(Suite de la scène 2)
FIFI (Troublé)
Ce songe de Madone est assez singulier...
LE PRESIDENT
Il prouve simplement qu'elle est à enfermer.
FIFI
Oh que non, Président. Car moi-même une nuit,
J'ai fait le même rêve, identique à celui
Qu'elle vient de narrer.
LE PRESIDENT
Hé, Fifi, mon ami !
Tu ne vas pas sombrer dans la pire folie !
FIFI (insistant)
Ce rêve est pourtant vrai, le volcan m'a parlé.
Il était bien moins net, je dois le confesser.
LE PRESIDENT
Comme toi, c'est un fait. Y a -t-il en ce lieu
Quelqu'un qui n'ait pas vu le volcan dans son pieu ?
FEFE DE BROADWAY
Moi, Seigneur.
DAKTARI
Moi aussi.
LA MADONE
Ce n'est pas étonnant.
On peut se fier sans crainte à ce cher vieux volcan :
Il sait pertinemment à qui doit s'adresser
Son avertissement, son message sacré.
LE PRESIDENT
En admettant que tu ne sois pas folle à lier,
Que veut-il en un mot ? Qu'on lèche ses souliers ?
LA MADONE
Abandonne donc là ce ton si peu amène ;
Laisse la métaphore à tes énergumènes
Et prépare-toi donc à partir en Islande
Avec toute la cour ainsi qu'il le demande.
LE PRESIDENT
Partir ? Là-bas ?
FEFE DE BROADWAY (Epouvanté)
Dans la fumée ? Dans la cendre ?
M'as-tu bien regardé ? Tu peux toujours attendre !
LA MADONE
Féfé à l'âme noble et désintéressée,
Homme que l'on dit partout si cultivé,
Serais-tu donc le seul à n'oser te risquer
A combattre celui qui peut nous écraser ?
FEFE DE BROADWAY
Hé, courage et courge sont certes paronymes
Pourtant en aucun cas ils ne sont synonymes.

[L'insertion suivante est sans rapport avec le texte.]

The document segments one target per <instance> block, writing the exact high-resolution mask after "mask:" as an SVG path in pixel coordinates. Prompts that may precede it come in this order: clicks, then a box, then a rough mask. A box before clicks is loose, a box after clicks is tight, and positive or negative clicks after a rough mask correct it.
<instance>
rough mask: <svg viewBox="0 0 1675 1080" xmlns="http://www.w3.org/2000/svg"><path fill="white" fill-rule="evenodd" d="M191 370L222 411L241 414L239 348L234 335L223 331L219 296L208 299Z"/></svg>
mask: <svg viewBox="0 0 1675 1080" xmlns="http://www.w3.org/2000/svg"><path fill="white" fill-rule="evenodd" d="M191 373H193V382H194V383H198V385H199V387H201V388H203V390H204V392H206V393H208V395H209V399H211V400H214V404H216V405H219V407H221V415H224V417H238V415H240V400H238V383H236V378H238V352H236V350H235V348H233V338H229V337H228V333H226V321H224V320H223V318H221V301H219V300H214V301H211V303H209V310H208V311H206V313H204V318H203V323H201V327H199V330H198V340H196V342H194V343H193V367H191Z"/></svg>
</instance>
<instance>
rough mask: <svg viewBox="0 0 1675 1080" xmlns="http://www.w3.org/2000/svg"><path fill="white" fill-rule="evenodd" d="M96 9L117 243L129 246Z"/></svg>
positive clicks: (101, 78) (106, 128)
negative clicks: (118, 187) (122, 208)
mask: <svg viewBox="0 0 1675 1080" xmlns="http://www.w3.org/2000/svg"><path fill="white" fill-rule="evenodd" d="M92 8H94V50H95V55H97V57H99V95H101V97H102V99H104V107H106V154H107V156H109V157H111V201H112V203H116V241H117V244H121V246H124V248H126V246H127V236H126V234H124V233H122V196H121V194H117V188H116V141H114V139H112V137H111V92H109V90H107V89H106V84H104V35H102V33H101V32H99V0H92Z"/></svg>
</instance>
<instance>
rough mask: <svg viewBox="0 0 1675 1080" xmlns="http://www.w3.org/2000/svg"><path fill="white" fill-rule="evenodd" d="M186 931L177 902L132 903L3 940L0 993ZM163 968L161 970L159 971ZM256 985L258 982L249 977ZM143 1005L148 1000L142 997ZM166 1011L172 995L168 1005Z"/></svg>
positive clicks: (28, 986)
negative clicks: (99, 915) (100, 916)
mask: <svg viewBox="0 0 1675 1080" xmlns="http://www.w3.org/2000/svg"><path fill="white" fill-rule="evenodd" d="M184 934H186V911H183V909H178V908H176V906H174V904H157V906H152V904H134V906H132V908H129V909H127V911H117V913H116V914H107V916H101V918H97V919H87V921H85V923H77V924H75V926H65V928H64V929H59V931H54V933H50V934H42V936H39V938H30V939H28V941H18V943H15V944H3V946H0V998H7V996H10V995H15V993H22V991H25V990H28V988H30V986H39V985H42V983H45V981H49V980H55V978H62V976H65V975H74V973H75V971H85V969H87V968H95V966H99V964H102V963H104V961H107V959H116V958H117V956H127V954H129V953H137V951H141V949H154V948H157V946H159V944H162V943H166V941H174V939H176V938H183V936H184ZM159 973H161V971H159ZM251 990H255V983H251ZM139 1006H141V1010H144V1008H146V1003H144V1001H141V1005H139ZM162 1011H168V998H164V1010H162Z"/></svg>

Je connais notre langue et sais tous ses détours :
Tu ne m'auras jamais, espèce de vautour.
LA MADONE
Mais qui veut donc t'avoir ? Vrai, redescends sur terre.
FEFE DE BROADWAY (se redressant)
Mais notre Président !
LE PRESIDENT (sursautant)
Moi ? Ah ça, tu déblatères !
C'était sur le conseil de mes meilleurs amis.
Et je n'aurais jamais, quant à moi, je le dis,
Proposé de mon gré un poste à ce nigaud.
LA MADONE
Alors, Féfé d'amour, on se sent tout penaud ?
FEFE DE BROADWAY (Vexé)
Je dois dire pourtant...
LE PRESIDENT
Tu n'as plus rien à dire.
De ce volcan il faut la révolte interdire.
Le rêve de Madone est un délire complet
Mais qui peut malgré tout avoir quelques effets.
(A Fifi)
Préviens toute la Cour. Je veux que dans une heure,
Tout le monde soit prêt.
DAKTARI
Vous croyez donc ce leurre ?
LE PRESIDENT
Et la chère Madone est aussi du voyage.
On verra bien alors ce que vaut son courage.
LA MADONE
Je suis prête à venir. Arielle, tu m'accompagnes.
LA LANGOUREUSE ARIELLE
Mais nous devions aller faire un tour en campagne...
LE PRESIDENT (Caustique)
Tu prépares, je vois, avec soin ta rentrée.
Tu es trop en avance ; attends quelques années.
LA MADONE (Haussant les épaules)
Je voulais simplement saluer la nature.
De grand air non pollué ainsi faire une cure.
(On frappe à la porte. Un huissier entre, glisse quelques mots à l'oreille du Président qui sursaute.)
LE PRESIDENT
Mais qu'elle entre, bien sûr ! Une telle visite
Ne peut en aucun cas excuser qu'on hésite.
(Entrent Cunégonde et Leïla. Brouhaha de bienvenue. On se serre les mains, on s'incline, on s'embrasse.)